New Democrat MPs Mumilaaq Qaqqaq and Charlie Angus are calling on Justice Minister and Attorney General David Lametti to appoint a special prosecutor to investigate crimes against Indigenous children in residential schools and other institutions.

Arguing that there’s been a lack of action to date, such as fulfilling the Truth and Reconciliation Commission’s calls to action and lack of adequate compensation from the Indian Residential School Settlement, the pair of NDP parliamentarians insist that international observers should be part of the mandate.

“This is a policy of genocide against a people and we have to keep in context of abuses in the international court system,” said Angus, who represents the Ontario riding of Timmins—James Bay, during a July 8 news conference in Ottawa.

As communities continue to find unmarked mass graves at residential school grounds in Canada, the two politicians said they do not trust the Justice department to be part of any future investigations into this matter.

“How can the perpetrator of mass crimes investigate themselves?” Qaqqaq asked. “What would we say if this was happening in another country, in a non-Indigenous community? Many genocides across the world have been investigated and the perpetrators have been tried for their crimes. It’s time to treat this as a crime of genocide that continues to happen here in Canada today.”
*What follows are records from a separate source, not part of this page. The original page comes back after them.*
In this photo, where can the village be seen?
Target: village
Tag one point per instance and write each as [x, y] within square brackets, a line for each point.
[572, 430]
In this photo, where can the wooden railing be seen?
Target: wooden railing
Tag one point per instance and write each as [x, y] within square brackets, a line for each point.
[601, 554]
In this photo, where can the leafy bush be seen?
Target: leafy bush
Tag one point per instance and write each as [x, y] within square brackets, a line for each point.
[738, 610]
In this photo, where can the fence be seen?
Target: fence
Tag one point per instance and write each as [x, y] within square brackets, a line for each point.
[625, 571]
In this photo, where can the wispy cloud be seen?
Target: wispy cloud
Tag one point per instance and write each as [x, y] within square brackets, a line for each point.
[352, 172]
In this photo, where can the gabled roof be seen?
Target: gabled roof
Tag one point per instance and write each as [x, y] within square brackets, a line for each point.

Angus said the federal government has protected participants of the residential school system before, citing the St. Anne’s Residential School trial in Ontario as one such case.
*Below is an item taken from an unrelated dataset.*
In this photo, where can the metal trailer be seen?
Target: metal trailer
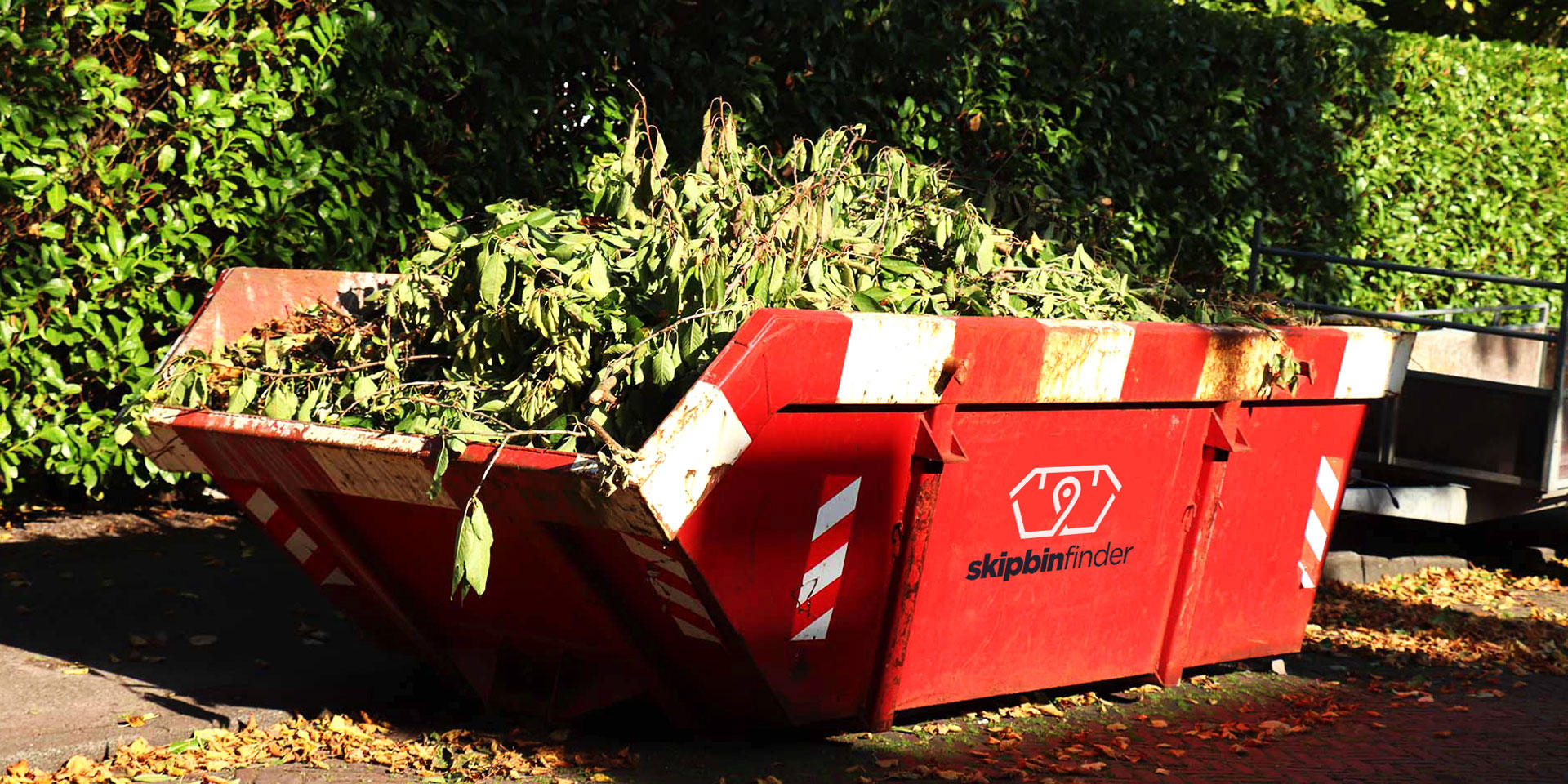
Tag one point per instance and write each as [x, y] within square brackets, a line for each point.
[1477, 431]
[847, 514]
“They failed to disclose they were sitting on a persons of interest (POI) report — a POI that was 2,472 pages of rape and torture of innocent children,” said Angus. “…the government suppressed police and court records of abuse and torture, and the blacked out the names of so many perpetrators while the survivors were deliberately denied justice.”

Qaqqaq opened the press conference by speaking about Johannes Rivoire, one of multiple alleged pedophile priests who held positions of power in the residential school system in various communities in Nunavut and the NWT.

“Attorney General David Lametti and the Liberal Government are doing nothing to bring (Rivoire) to justice,” said Qaqqaq, who added that Rivoire is accused of raping children in the Sir Joseph Bernier Federal Day School in Chesterfield Inlet.

“The abuse at his hands has caused generations of trauma,” Qaqqaq said. “The Government of Nunavut demanded that they bring him to justice but Lametti had refused. Instead of facing justice for his (alleged) crimes, Rivoire is living a luxurious retirement in a home for priests in Strasbourg, France and the federal institution is doing nothing about it.”

The legacy of residential schools is plain and clear for Inuit and all Indigenous people, with higher rates of child sexual abuse, alcohol abuse and suicide, said Qaqqaq.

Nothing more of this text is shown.